Dark data is the resource goldmine you don’t dig into
Imagine paying US$100 for 16k of RAM. That’s not a misprint, by the way: 16,384 bytes of eight-bit data, making up a reasonably short, fifteen paragraph document, comprising of ASCII characters.
If that sort of cost were a reality today (as it was up to the mid-1980s), then the strictures we’d impose on ourselves and our businesses with regards data would be infinitely more stringent: determining real value, prioritizing what to keep and valuing every bit of every byte.
Clearly in today’s silicon-cheap reality, we can literally afford to be data-rich. The benefits are all around us; from machine-learning’s use in facial recognition in security systems to advanced, pro-active analytics and business intelligence, we create and retain more data than we know what to do with.
Some estimates put so-called secondary data as making up 60 to 80 percent of total data held by the average enterprise.
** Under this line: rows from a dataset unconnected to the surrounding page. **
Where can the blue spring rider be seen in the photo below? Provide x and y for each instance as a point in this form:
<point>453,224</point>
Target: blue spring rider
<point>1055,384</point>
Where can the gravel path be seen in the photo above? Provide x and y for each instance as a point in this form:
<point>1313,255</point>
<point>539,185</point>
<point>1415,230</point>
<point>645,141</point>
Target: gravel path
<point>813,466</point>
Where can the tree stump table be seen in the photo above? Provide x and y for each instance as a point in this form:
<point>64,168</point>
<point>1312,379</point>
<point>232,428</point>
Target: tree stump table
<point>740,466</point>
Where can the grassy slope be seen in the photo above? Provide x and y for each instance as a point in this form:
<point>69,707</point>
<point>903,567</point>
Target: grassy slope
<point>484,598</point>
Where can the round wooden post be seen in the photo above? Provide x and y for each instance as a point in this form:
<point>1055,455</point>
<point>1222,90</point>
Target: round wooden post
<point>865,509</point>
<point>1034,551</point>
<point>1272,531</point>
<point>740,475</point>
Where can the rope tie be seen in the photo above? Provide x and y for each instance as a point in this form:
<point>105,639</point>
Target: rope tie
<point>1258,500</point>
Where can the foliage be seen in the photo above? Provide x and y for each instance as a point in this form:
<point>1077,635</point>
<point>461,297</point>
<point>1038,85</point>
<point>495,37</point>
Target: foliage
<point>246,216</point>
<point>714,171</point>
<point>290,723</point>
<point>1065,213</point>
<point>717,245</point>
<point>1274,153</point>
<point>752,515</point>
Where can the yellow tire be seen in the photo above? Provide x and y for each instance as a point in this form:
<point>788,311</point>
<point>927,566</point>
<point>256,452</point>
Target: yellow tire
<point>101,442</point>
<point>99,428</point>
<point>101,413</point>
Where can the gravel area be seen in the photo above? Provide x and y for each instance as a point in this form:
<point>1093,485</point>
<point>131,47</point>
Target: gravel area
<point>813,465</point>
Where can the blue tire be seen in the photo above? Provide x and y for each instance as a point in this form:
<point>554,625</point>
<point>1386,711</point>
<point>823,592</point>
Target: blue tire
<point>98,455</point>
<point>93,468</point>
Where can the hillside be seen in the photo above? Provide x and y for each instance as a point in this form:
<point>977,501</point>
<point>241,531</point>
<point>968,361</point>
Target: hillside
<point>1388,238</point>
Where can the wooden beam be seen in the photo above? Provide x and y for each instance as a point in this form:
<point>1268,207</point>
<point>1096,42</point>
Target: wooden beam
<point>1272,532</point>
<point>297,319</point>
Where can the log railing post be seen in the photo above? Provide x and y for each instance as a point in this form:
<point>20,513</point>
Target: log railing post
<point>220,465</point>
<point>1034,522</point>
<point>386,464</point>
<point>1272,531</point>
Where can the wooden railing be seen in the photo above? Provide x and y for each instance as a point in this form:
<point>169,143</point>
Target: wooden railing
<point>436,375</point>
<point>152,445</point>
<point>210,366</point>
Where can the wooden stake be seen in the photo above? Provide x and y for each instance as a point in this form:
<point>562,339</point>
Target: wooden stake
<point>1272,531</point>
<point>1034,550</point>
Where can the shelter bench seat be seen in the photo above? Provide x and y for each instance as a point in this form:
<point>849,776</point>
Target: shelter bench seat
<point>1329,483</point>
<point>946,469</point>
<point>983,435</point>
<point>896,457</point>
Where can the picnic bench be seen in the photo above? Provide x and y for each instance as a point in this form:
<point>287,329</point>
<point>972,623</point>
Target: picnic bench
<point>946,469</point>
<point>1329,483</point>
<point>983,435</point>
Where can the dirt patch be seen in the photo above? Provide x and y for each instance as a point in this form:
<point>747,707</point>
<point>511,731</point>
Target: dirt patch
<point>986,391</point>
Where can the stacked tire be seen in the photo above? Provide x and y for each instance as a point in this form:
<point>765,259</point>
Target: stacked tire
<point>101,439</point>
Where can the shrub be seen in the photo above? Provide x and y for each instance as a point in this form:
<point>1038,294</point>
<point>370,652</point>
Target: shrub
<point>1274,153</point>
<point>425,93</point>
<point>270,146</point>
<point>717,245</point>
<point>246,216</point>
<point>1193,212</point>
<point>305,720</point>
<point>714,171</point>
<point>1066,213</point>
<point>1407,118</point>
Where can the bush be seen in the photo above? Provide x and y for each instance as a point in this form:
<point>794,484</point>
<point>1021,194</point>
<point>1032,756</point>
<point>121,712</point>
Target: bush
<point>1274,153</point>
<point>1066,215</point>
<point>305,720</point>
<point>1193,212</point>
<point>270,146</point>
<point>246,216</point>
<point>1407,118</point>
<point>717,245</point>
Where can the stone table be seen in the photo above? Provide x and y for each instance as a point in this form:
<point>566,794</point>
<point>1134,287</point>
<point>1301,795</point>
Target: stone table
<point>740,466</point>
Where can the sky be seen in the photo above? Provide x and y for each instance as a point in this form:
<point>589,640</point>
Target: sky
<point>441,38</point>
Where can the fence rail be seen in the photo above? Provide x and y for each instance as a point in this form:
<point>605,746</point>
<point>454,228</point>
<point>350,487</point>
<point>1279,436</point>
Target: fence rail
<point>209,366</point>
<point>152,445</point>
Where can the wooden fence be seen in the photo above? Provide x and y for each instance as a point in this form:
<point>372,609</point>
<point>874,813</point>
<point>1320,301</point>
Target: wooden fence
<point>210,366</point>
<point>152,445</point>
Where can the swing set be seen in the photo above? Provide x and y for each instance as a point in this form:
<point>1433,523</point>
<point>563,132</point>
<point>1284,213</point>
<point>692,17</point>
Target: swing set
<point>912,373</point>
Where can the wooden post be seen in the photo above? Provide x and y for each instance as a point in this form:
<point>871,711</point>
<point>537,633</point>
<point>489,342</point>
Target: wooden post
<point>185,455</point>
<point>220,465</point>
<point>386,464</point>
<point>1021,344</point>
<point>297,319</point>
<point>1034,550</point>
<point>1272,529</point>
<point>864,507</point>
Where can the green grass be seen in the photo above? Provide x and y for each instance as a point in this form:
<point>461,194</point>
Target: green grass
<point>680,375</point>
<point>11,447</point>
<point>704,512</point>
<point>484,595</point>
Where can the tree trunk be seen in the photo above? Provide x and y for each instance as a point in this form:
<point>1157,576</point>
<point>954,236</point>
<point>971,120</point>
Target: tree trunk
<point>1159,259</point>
Secondary data used only to refer to backups and failover copies of data, but since data’s presence became all-pervasive, this data “lake” also includes instances like test data, copies of databases used in development operations, as well as hard drive and tape archives.
Use of the term lake in the context of secondary data suggests a single repository of information, from which interested parties can easily draw, for instance, insightful business intelligence, or a copy of a failed cluster. The truth, unfortunately, is somewhat more distributed, if not actually fragmented.
Most enterprises’ data is spread right across multiple silos, from small shared facilities in individual departments, up to massive off-site backup or archiving facilities. These repositories of secondary data are growing at an incredible rate – by up to 800 percent in the next three to five years, according to Gartner.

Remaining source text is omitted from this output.